Nevertheless, it is good to have confirmation that the freedom and choice reforms will go ahead as planned and on time in April 2015. This reinforces the comments we have made in previous client communications:

  • Early communication with members about the changes is recommended.
  • Members due to retire before next April may want to defer receipt of their benefits.
  • Trustees and employers with DC schemes will need to decide what options their scheme will offer. Whilst we do not envisage many schemes offering income drawdown, unless there is already a drawdown facility, we expect that there will be a substantial demand for Uncrystallised Fund Pension Lump Sums (UFPLS). If scheme are willing to offer this option, they will need to consider, in conjunction with their administrators, the appropriate parameters (e.g. how many lump sums will members be able to take and at what frequency). Also rules will need updated, although there will be overrides in the legislation that can be relied on pending any revisions to scheme rules.

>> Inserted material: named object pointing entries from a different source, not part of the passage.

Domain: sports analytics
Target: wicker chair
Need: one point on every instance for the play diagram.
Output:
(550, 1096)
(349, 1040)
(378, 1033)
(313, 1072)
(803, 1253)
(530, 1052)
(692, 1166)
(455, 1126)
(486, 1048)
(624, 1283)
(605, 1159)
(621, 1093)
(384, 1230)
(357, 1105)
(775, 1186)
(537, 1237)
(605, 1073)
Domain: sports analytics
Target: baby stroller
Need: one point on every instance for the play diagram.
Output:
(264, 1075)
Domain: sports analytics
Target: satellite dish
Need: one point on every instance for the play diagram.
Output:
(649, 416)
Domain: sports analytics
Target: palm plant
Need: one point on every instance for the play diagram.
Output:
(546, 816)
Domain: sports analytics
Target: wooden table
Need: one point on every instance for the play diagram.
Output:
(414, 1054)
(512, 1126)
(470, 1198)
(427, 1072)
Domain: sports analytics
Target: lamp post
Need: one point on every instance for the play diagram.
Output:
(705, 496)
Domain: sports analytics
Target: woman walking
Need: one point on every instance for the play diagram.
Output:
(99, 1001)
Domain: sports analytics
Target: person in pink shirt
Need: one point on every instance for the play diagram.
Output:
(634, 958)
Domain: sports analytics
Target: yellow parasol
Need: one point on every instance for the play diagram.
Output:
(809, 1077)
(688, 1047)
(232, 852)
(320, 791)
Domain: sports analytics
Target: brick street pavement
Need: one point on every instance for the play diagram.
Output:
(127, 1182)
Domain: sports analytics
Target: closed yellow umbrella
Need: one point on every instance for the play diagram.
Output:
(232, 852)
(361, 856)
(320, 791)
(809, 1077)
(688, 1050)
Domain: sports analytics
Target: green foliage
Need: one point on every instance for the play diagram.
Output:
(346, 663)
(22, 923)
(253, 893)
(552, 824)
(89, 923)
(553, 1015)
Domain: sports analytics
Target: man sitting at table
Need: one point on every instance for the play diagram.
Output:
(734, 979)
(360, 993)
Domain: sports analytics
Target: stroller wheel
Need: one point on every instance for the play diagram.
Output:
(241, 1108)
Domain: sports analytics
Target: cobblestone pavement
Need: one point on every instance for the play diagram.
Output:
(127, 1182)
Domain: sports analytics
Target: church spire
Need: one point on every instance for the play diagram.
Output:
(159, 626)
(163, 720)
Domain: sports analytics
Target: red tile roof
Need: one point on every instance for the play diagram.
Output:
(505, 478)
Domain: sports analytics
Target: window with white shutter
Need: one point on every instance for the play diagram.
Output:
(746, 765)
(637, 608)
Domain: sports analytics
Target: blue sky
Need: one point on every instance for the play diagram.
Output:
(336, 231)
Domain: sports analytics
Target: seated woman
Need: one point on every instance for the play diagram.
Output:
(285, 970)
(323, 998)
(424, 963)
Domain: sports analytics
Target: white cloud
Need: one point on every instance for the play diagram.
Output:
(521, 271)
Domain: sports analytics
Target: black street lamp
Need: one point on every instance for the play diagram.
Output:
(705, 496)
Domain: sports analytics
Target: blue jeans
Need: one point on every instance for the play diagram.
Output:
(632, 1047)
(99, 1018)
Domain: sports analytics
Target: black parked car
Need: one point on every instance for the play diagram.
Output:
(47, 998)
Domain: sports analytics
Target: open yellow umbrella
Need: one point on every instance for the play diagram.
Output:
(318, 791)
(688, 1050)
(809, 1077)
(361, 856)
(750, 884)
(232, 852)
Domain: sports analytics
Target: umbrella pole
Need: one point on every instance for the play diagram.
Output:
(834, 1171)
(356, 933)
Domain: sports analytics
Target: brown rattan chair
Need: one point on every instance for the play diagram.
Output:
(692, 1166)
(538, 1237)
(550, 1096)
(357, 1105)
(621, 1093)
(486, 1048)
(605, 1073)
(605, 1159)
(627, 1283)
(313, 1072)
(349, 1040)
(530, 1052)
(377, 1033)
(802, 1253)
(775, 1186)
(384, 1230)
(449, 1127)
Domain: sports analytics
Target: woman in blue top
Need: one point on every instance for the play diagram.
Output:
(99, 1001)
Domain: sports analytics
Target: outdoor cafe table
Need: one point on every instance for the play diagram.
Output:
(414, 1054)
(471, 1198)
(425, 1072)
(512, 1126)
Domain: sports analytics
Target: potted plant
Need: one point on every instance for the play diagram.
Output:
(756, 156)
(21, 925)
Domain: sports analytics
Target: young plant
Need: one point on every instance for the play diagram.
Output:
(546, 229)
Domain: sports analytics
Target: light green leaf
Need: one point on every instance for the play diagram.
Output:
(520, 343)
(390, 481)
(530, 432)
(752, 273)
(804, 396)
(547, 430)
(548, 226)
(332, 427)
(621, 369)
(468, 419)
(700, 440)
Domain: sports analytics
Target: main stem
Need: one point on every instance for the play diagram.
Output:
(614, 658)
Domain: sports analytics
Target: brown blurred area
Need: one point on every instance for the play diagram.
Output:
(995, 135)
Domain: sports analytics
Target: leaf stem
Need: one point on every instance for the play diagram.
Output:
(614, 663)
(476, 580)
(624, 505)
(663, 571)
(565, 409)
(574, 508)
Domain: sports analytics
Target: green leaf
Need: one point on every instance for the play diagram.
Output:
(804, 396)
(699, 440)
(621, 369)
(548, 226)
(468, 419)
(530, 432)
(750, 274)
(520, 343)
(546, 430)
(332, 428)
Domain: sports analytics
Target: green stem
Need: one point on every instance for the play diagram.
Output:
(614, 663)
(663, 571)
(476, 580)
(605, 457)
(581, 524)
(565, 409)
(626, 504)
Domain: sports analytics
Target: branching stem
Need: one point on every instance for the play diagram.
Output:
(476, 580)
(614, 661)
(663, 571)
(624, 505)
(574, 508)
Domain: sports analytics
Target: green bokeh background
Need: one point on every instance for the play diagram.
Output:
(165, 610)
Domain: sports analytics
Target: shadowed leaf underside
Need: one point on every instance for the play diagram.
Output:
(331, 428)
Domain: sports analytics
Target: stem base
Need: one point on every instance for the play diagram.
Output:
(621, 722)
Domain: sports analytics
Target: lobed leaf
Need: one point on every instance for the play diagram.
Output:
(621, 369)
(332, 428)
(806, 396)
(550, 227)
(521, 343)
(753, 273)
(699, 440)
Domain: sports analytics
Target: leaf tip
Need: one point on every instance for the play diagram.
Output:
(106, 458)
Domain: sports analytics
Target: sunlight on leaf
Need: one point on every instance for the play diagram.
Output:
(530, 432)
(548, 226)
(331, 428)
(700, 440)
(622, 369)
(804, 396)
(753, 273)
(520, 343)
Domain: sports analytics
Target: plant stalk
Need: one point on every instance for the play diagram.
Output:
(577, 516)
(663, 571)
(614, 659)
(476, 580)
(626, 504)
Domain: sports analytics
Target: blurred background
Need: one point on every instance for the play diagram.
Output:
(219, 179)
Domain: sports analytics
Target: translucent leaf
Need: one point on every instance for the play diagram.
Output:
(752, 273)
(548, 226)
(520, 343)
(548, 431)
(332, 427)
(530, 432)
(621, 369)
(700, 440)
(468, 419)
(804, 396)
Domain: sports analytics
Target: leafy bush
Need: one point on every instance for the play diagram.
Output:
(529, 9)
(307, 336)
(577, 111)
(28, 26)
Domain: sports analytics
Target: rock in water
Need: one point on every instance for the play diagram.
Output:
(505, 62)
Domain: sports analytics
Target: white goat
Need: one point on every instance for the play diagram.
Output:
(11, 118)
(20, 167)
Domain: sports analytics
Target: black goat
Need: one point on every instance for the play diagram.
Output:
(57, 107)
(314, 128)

  • Retirement option forms will need to be revised.
  • There could be an increase in the number of DB members interested in transfers to DC schemes. DB schemes that have not already done so may want to commission an ‘insufficiency report’ so that transfer values can be reduced to reflect underfunding; trustees should also consider the policy on transfers-out for members that do not have a statutory right to a transfer (e.g. because they are very close to normal retirement age).
  • Finally, the DC flexibilities apply to DC ‘savings’ including those in DB schemes (e.g. additional voluntary contributions). So, the comments made in relation to DC schemes also directly affect the DC elements of DB schemes.